Attorney Claudia Ray, of New York firm Kirkland & Ellis, will also be watching the case closely. At a 2011 panel on appropriation art, she staked out a skeptical position, saying, “One question that seems never to be asked is, ‘Is there any compelling reason an artist could not ask permission to use an image and pay for the use of it?'”

“Given that, as shown in the Complaint, Mr. Koons’ work seems to have incorporated Mr. Gray’s work with little or no alteration, it will be very interesting to see how the court deals with the question of how much, or little, a second artist must do to a work in order for his or her use of another artist’s work to be considered a fair use,” she told artnet News in an email. “This question remains an open one in the wake of the Second Circuit’s 2013 decision in Cariou v. Prince, where the Court remanded the case to the district court as to five works, concluding that it was ‘unclear whether [the] alterations amount[ed] to a sufficient transformation of the original work of art such that the new work is transformative.’”

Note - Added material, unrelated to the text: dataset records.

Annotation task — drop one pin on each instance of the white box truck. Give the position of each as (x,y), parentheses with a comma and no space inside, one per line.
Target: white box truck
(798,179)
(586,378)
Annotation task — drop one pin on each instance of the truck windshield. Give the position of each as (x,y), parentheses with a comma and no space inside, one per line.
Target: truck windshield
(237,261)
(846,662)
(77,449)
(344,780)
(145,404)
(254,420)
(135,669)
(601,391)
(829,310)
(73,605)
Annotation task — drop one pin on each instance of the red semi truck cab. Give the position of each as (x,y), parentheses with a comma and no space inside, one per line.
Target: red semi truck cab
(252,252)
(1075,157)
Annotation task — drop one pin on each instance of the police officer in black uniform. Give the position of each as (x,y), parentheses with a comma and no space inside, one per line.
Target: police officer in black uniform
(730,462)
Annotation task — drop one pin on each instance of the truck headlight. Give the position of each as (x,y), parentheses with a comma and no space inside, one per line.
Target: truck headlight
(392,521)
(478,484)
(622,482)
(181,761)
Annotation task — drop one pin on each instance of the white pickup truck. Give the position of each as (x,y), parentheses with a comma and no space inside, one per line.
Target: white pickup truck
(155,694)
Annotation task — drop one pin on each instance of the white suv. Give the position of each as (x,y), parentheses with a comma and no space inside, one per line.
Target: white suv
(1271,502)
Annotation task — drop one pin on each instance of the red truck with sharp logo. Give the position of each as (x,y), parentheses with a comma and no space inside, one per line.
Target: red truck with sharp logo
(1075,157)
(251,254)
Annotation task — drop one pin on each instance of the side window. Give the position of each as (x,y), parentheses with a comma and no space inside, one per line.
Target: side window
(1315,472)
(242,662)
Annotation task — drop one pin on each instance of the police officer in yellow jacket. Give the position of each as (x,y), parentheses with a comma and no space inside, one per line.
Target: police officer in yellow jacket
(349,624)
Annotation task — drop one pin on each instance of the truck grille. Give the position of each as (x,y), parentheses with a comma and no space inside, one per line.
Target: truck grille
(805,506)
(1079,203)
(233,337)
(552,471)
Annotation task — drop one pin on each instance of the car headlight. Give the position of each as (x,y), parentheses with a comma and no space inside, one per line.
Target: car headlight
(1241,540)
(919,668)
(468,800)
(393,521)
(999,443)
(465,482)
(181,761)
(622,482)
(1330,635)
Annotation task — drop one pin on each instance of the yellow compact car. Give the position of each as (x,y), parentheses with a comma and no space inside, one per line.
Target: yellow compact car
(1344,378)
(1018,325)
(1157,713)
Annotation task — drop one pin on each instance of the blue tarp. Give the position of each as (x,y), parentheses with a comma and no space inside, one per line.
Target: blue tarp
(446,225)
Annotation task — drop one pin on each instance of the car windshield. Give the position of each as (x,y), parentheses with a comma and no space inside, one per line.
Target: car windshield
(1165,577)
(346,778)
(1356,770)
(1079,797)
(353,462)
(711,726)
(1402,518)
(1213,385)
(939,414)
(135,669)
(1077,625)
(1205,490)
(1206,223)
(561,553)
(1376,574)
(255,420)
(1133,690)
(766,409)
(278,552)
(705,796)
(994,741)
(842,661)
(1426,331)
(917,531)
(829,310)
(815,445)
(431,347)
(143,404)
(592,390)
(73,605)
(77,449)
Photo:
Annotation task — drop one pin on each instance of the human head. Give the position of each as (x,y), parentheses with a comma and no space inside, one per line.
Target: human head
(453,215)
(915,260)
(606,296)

NYU law professor Amy Adler points out that Koons is hardened by years of courtroom battle.

“Koons has figured out how to testify in order to win these cases,” she said. “In Blanch v. Koons, which he won after losing three other cases, he used language that looked a lot like the language the Second Circuit used to determine what was transformative, as if it provided him with a road map of how to win a fair use case.”

“One of the problems in the Cariou v. Prince ruling is that it overlooks rephotography and similar work that doesn’t make great physical changes but does make conceptual changes,” she said. “It’s exactly this kind of work that is less protected. What we learned from the Pictures Generation is that works can look alike but have drastically different meanings. We don’t have protections for works like that, though I think we should, and in fact I think the Cariou v. Prince decision only made this situation worse.”

Adler is also skeptical of a claim against Phillips for what she called vicarious liability.

“What the Prince case left open,” she said, “was the issue of Larry Gagosian being liable. The idea was that the gallery should have known that he was a serial infringer. Whether that argument could be extended to Phillips is less plausible. In the Prince case, the theory might hinge on the idea that Gagosian had some control over the arts, which I think is quite dubious, so it’s even more dubious in this case.”